Newspapers are suffering from the following problems:

  1. People are tired of paying to get sheets of paper with slightly old news
  2. The content of the paper sheets, in too many cases, is written for 3rd graders despite the paper’s high aspiration (Boston Globe anyone?) and that is all too unappealing.
  3. Readership is therefore down, and hence advertisers are not paying for ad placement.

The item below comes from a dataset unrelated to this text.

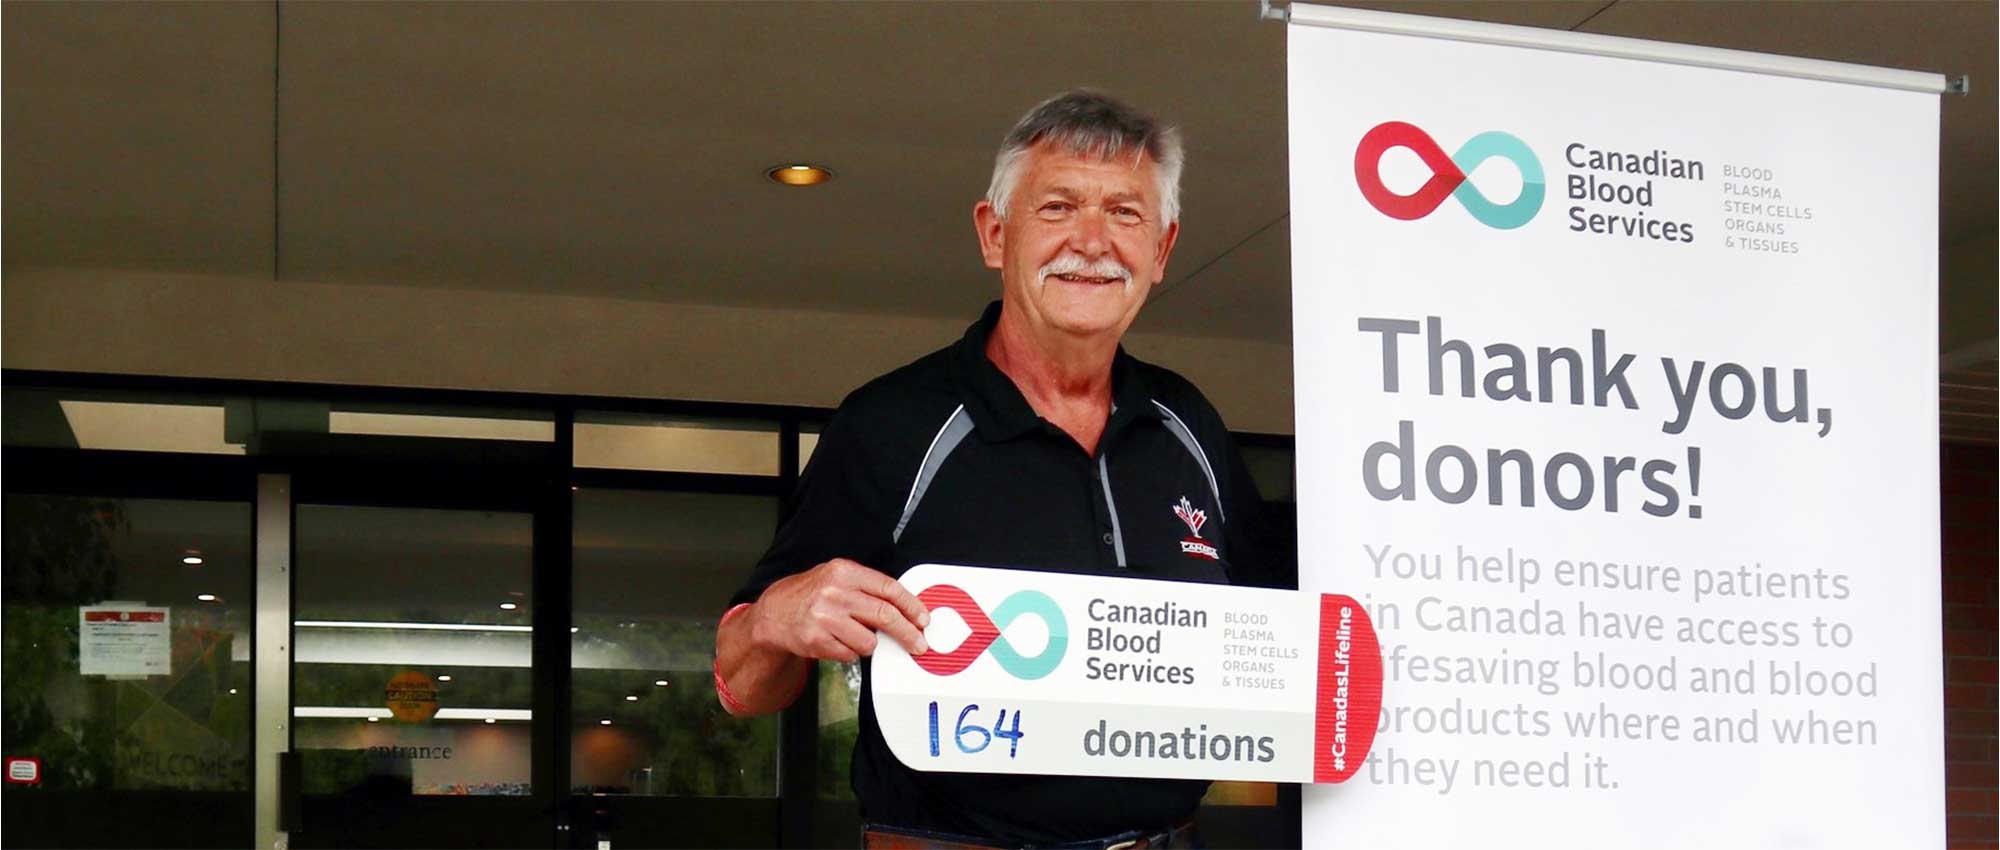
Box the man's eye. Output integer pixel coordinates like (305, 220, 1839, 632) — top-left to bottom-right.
(1111, 207, 1143, 221)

But what if even your sucky local publication was not there? Who will report for you – the aspiring blogger/knitter/trophy wife down the road? AFP with their vehemently off balanced anti-Western zeal?
Maybe the problem is in what the papers do have, what the papers are aiming for. I am a passionate supporter of the Wall Street Journal because it does not aim low. It has the old news but provides insight to the stories that you will not get elsewhere. It is differentiated. Most amazingly, reading its online edition is STILL not as fun or illuminating as the paper one. You stumble across interesting stories less. Whatever makes the headline list is whatever you will see.

So that was solution 1: make content worth readers while.

Solution 2:

Play the online game: if people do not buy the paper form enough, print less, increase its price and put more emphasis on your online properties. Papers WILL get the traffic because the RSS aggregators are doing their bidding, they just need to expose their content properly and the links will flow into their site. If they are smart, they can also retain the visitor traffic. The key here is – get out there and get the advertisers to pay. In the worst case, admit paper defeat; it would definitely hurt, but stop the bleeding.

Papers have the best assets out there – content. Columnists, reporters, photographers who know their jobs, know their beats, and hopefully can write for adults. Now wouldn’t it be nice if they started reevaluating their place in the world and not cry or call it quits? Maybe then Wall Street would sit up and listen.

Update – April 5, 2007
Apparently the Wharton Business School, no slouch in the reputation department, agrees with my assessment that not all is lost.